Thoughts on “A Stranger Among Us” – A Castles & Crusades adventure

My D&D 5E Greyhawk game is running through a series of adventures written for the Castles & Crusades game. Published by Troll Lord Games, C&C is one of the longest standing systems of what we now know as the OSR. It was first released in 2004. Castles & Crusades is a variant of the first edition of D&D, with a few interesting touches that set it apart from pure retroclones. And it has been supported well over the years.

The first adventure of their “M” series, A Stranger Among Us, is designed for a party of 5th-7th level characters. There is also a version converted for D&D 5E, which – amusingly enough – I’m not using. Why am I not using it? Well, when I went to buy it, I wasn’t thinking they’d have converted it: I was looking for an adventure by TLG. I’m also running it for 9th and 10th level characters, adding or modifying monsters when appropriate.

I hadn’t intended to run the adventure. It just that, after I read it, I was so impressed with the storyline – which fit brilliantly into my campaign – that I immediately slotted it in.

Given the adventure was published in 2020, a year before I even started this campaign, that’s some foresight from Davis Chenault!

The plot of the adventure initially appears to the party as a thief-hunt: the local lord has had some valuable statuettes stolen from his home and wants the party to pursue the thief and recover the statuettes. However, there’s more going on, with an invading army on the horizon and the thief being an agent of that army. There are refugees fleeing from the army, and many other complications that will enrich play of the later adventures.

In this first instalment, the adventure is split into three sections:

  • The party are hired by the local lord to hunt the thief, and investigate the crime scene and interrogate a captured accomplice,
  • The party follow the trail of the thief through the wilderness, and
  • Finally, the party confront the thief in a ruined village he’s using as his temporary stronghold.

Of these sections, the second is undoubtedly the weakest. It takes up six pages, but three of those are devoted to describing a single random encounter – a set of troll caverns that any party actually following the thief would likely ignore. Most of the remaining three pages is given over to a description of the terrain the characters are travelling over, with only limited attention to encounters – three random encounter tables, each corresponding to a terrain type.

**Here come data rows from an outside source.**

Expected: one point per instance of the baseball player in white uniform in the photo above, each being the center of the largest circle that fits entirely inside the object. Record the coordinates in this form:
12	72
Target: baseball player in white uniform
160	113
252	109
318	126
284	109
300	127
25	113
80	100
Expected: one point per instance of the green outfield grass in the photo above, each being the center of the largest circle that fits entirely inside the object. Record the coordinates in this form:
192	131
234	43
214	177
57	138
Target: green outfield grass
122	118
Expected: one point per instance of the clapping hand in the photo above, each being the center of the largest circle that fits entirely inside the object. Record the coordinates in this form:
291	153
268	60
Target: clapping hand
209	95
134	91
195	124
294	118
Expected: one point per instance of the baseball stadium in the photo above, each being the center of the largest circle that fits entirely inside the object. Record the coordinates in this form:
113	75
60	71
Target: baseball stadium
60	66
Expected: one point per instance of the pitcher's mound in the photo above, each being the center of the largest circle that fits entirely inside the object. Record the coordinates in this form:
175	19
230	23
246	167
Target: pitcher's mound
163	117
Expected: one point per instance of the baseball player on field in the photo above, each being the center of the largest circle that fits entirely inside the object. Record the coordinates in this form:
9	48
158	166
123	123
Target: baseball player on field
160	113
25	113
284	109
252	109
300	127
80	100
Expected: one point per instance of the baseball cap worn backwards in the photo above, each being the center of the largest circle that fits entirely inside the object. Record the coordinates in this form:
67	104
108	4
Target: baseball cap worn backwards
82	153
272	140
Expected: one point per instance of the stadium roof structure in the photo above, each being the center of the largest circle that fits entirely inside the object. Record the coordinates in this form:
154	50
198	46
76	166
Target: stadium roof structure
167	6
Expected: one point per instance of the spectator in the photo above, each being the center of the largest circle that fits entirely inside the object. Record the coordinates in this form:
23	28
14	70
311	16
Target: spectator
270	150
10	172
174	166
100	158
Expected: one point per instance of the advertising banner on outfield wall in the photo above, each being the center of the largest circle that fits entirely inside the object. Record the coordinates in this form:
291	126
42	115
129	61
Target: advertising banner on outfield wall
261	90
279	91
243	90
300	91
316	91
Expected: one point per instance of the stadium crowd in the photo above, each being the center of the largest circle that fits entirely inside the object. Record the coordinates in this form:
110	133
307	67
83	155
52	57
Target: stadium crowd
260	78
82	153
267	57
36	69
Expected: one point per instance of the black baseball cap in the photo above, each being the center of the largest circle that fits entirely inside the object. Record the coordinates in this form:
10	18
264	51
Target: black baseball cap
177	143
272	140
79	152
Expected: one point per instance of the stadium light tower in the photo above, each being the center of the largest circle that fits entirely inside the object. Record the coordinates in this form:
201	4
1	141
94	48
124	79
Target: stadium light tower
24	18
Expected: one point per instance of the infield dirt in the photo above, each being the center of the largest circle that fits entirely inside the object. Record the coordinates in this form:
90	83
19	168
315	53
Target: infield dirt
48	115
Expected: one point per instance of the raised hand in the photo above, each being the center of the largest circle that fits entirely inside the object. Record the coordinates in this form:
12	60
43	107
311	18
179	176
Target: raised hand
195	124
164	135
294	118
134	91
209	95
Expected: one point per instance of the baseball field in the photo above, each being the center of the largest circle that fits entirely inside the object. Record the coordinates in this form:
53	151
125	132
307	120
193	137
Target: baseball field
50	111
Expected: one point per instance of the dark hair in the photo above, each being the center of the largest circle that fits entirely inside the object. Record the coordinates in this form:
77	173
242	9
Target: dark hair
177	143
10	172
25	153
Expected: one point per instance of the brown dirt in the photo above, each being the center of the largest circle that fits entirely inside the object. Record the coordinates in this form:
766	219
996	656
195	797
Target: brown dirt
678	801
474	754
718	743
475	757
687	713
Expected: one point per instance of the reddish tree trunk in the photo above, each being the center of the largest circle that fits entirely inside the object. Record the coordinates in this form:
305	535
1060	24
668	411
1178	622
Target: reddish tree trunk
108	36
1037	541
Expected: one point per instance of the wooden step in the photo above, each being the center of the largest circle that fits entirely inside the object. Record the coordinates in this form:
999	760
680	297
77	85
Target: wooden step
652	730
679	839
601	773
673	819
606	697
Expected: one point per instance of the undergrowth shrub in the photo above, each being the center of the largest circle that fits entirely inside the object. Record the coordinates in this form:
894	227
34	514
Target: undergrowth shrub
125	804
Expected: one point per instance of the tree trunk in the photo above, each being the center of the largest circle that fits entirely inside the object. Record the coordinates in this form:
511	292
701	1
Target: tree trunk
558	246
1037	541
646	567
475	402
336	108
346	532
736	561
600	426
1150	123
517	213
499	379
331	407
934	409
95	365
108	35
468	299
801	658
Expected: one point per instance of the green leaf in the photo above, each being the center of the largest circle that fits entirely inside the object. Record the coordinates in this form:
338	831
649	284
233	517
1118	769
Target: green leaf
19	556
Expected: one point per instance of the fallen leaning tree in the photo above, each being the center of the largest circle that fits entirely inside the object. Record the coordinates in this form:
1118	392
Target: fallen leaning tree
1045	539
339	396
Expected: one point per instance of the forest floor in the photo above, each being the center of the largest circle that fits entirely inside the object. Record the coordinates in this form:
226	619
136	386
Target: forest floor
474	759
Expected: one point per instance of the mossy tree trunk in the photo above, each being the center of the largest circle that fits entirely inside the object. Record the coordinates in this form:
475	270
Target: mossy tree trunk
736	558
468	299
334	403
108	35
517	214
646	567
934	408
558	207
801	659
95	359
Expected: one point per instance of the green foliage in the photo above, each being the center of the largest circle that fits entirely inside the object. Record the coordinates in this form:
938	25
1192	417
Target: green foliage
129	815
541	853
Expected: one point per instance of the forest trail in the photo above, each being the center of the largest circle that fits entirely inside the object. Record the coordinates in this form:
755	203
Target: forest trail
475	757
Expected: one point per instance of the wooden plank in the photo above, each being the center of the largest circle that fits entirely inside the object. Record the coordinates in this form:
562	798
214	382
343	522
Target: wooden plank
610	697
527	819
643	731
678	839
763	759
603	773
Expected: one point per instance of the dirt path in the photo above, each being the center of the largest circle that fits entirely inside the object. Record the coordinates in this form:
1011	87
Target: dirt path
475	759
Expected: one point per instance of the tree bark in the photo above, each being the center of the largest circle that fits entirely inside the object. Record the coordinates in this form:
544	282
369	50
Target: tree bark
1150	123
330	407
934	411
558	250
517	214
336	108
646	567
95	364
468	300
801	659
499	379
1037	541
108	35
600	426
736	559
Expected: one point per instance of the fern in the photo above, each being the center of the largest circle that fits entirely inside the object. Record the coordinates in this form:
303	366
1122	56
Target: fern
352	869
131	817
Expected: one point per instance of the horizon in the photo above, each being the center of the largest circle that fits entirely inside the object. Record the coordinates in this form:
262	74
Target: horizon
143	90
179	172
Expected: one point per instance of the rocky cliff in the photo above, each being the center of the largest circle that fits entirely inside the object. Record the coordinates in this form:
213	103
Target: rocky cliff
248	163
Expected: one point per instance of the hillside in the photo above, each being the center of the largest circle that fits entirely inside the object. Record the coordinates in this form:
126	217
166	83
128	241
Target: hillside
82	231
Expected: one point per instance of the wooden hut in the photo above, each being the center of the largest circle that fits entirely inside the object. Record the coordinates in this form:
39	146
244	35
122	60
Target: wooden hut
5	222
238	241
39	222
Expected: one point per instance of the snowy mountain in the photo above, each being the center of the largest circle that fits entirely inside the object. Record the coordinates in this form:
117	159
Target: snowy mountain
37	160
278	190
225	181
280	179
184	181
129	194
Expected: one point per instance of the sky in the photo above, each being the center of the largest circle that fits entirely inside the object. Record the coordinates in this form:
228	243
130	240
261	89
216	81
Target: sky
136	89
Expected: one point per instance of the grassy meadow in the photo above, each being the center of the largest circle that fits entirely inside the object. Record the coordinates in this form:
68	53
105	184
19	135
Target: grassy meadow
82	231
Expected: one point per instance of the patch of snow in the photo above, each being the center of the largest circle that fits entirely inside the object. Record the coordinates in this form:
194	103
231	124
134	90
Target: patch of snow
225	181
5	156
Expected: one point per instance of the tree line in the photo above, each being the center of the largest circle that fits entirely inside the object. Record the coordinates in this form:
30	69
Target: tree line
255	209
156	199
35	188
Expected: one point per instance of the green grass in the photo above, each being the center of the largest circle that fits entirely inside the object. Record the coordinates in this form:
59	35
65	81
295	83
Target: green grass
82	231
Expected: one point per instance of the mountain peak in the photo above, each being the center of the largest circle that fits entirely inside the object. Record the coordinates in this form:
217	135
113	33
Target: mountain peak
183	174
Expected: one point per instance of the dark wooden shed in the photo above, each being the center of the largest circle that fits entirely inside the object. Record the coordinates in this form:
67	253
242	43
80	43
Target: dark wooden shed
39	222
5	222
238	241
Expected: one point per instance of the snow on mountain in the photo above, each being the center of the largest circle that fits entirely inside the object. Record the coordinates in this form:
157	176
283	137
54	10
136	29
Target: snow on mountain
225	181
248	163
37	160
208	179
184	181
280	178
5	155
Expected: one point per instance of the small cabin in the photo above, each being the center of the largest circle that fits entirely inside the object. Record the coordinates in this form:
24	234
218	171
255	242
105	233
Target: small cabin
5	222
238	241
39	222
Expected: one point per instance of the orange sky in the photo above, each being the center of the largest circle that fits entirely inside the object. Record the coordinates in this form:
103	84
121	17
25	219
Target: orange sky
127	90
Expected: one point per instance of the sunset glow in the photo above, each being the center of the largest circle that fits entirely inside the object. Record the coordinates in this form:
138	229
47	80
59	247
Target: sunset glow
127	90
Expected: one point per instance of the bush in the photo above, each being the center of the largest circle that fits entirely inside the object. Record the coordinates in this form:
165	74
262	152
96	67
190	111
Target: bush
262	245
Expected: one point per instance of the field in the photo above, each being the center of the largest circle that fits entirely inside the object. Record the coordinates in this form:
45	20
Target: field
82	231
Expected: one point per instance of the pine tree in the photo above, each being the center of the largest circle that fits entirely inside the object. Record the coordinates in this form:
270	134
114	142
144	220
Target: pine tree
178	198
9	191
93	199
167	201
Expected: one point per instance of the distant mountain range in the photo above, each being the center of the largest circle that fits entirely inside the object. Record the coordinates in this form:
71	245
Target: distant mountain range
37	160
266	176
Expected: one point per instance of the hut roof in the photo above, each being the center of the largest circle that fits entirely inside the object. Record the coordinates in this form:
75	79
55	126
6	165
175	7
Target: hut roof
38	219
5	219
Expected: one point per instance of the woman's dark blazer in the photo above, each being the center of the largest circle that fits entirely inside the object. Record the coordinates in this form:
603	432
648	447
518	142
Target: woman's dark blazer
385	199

Here is one of the encounter tables, for a winding broken land known as the Defiles:

As a resource to help challenge the party as they chase the thief… eh, not really. Running wilderness travel is difficult, as I’ve noted recently. For a journey where you’re in a chase, the nature of encounters needs to be different from an exploration. In this case, small dungeons don’t make sense unless the thief went through them. (This seems unlikely). And having a pile of cobbles? It feels very out-of-place as a wilderness encounter – especially as one that might be repeated.

Thankfully, the rest of the adventure is better. It isn’t perfect, but better. I find the material indifferently presented. Sudden bits of background about the villain appear in the middle of a description of an abandoned village.

And that village? Seven pages of description, but the main contents are some human refugees and three enemies. As it played in our session, the party ran into the first of the enemies, and then the other foes came to help in a tricky encounter. And then we got the exploration where the party hit the highlights of what was in the village and had the big revelation of the huge army poised to invade their homeland – which leads into the rest of the series.

But for all this, it’s an adventure I found inspiring. Why? Because the core story and structure were so good.

The party learn about this thief, who with accomplices, stole some statuettes (described as either crystal or wood in different sections of the adventure). But it becomes apparent that he was using magical mind control to force his accomplices to aid him. And, as the party follow him through the wilderness, they get clues that some sort of magical beast is stalking him. Then, when the revelations come at the end of the adventure as to his true nature and that of the greater threat looming, everything falls into place.

And, while I’m unimpressed by how the wilderness travel is handled and think a little too much detail is given to describing the village, these sections do have decent worldbuilding. The chase goes through three different terrains, each of which has its own character. The mismatch is between the nature of the adventure and the material, not in the quality of the invention. If these descriptions had been a scenario focused on exploration, I’d be much happier.

But it’s a mixed bag. If the adventure concept doesn’t work for you, you’re probably not going to find much here. I would have liked more set encounters during the chase sequence, and, even if random encounters were still used, more attention to making them varied and more than “a random monster” which probably attacks you.

I think, most of all, this is an adventure full of inspiration, but needs a GM to collect the pieces together and work out how to employ them.